In a bankruptcy petition Sunday, Diamond said it has $5.8 billion of assets and $2.6 billion of debt based on its most recent fiscal data from the close of 2019. The company said it has about $434.9 million in cash and can continue to operate normally. In a statement Monday, the company said it is engaged in negotiations with key stakeholders to negotiate the debt restructuring.
Diamond President and CEO Marc Edwards wrote in his declaration in support of the company's Chapter 11 petition that the proceedings are an effort "to stabilize operations while proactively restructuring their balance sheet to successfully compete in the changing global energy markets."
Edwards said in his declaration that the company's debt includes about $2.4 billion in unsecured loans.
In a separate declaration, Nicholas Grossi, managing director of Diamond's restructuring adviser Alvarez & Marsal North America, said the company's other debts include over $15 million tied up in a Brazilian tax dispute in which a nondebtor affiliate of Diamond is challenging $90 million in unpaid income taxes.

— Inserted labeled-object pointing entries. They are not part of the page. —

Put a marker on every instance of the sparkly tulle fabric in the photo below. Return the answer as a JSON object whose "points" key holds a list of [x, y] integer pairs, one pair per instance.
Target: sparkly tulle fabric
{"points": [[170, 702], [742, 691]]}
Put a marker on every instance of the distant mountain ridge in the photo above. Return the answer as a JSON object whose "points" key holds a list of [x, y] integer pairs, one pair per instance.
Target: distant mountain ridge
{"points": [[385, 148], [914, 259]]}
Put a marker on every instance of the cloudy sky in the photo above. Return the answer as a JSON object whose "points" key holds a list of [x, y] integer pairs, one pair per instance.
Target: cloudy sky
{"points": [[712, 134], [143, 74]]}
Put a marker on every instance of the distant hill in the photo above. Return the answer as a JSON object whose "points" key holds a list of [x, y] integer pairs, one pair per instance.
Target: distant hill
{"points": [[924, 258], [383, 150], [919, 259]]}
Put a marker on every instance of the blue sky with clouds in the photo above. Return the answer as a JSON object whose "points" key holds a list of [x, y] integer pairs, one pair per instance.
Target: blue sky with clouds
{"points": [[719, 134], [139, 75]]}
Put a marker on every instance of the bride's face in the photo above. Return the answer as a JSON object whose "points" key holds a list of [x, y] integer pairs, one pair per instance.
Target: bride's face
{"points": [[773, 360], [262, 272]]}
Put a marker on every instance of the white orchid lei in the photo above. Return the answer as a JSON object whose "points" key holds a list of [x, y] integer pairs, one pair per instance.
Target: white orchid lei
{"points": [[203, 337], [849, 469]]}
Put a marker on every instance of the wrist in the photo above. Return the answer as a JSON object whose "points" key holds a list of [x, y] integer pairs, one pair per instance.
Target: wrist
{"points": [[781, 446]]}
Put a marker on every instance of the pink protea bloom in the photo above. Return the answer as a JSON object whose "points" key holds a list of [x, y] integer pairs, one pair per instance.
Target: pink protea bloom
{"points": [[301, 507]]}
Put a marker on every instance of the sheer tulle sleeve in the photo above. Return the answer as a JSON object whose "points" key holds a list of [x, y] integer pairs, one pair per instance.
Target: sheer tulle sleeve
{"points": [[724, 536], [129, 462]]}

Along with the restructuring petition, Diamond lodged an adversary complaint against Beach Energy Ltd. the same day. The suit seeks to force Beach Energy to honor a multiyear drilling contract "worth potentially more than a hundred million dollars to the debtor's estate."
Diamond said it has spent more than $100 million over the last year building and transporting a rig to a site off the southern coast of Australia in accordance with their drilling agreement with Beach Energy.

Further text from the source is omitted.